High-Speed Images Freeze the Sneeze and Help Explain the Spread of Germs

PHOTO: This sequence illustrates the evolution of the multiphase turbulence cloud that suspends droplets emitted during a sneeze. Shown here are times ranging from 7 to 340 milliseconds post sneeze onset.Visualization of sneeze ejecta: steps of fluid fragmentation leading to respiratory droplets
This sequence illustrates the evolution of the multiphase turbulence cloud that suspends droplets emitted during a sneeze. Shown here are times ranging from 7 to 340 milliseconds post sneeze onset.

In case you needed another reason to fear flu season, researchers from MIT released new pictures showing the physics behind sneezing.

Just a warning, there's a lot of splatter.

The researchers used high-speed cameras and examined 100 sneezes from three healthy subjects.

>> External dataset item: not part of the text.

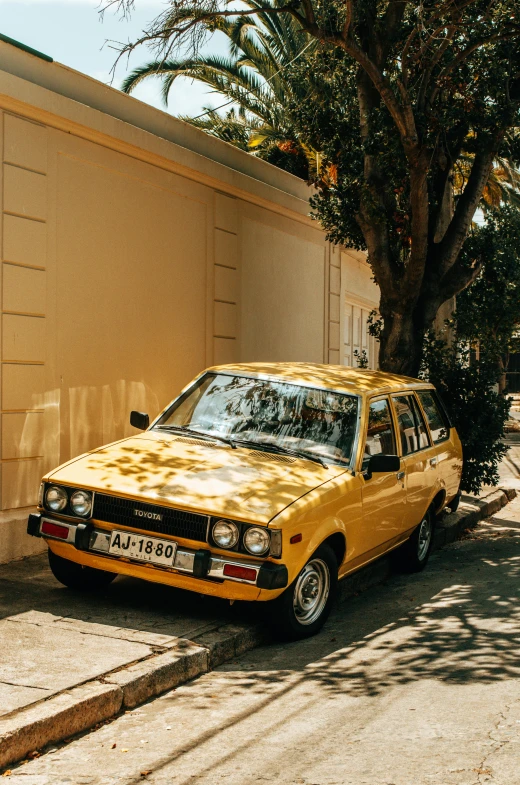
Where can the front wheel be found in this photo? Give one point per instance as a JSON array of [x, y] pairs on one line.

Their goal was to photograph the split second when the sneeze hits the air to see just where those droplets end up.

Researchers found that instead of a uniform cloud of droplets, a single sneeze would fragment in the air similar to paint being flung onto a canvas, the researchers said.

“It’s important to understand how the process of fluid breakup, or fluid fragmentation, happens,” said Lydia Bourouiba, the Esther and Harold E. Edgerton Assistant Professor in the Department of Civil and Environmental Engineering and head of the Fluid Dynamics of Disease Transmission Laboratory at MIT.

PHOTO: Top and side views of the rapid fragmentation process of mucosalivary fluid occurring during a healthy sneeze.Visualization of sneeze ejecta: steps of fluid fragmentation leading to respiratory droplets
Top and side views of the rapid fragmentation process of mucosalivary fluid occurring during a healthy sneeze.

Part of the mission was to explore the physics of "droplet size distribution, and the resulting prediction of the downstream range of contamination,” Bourouiba said in a statement.

The researchers were surprised to see that fluid from a sneeze can balloon into the air before bursting into tiny filaments.

“What we saw was surprising in many ways,” Bourouiba said. “We expected to see droplets coming out fully formed from the respiratory tract. It turns out that’s not the case at all. And this gives us a good baseline to expand our mechanistic understanding of violent expirations.”

By seeing how a sneeze travels, Bourouiba said researchers will have a better understanding of how a disease can spread through a population.

Dr. Frank Esper, a pediatric infectious disease specialist at University Hospitals Rainbow Babies, said the study give a clear example of why it's so important to cover your nose and mouth with your elbow or sleeve.

"This is goes to show why the germs are so transmissible just like paint it can splatter," said Esper, who was not involved in the MIT study. "This is still a 2-D image. You don’t get the depth. Its cone of splatter and cloud of splatter [a 3-D image] would truly show you why the flu is able to go through schools and daycare and your home so quickly."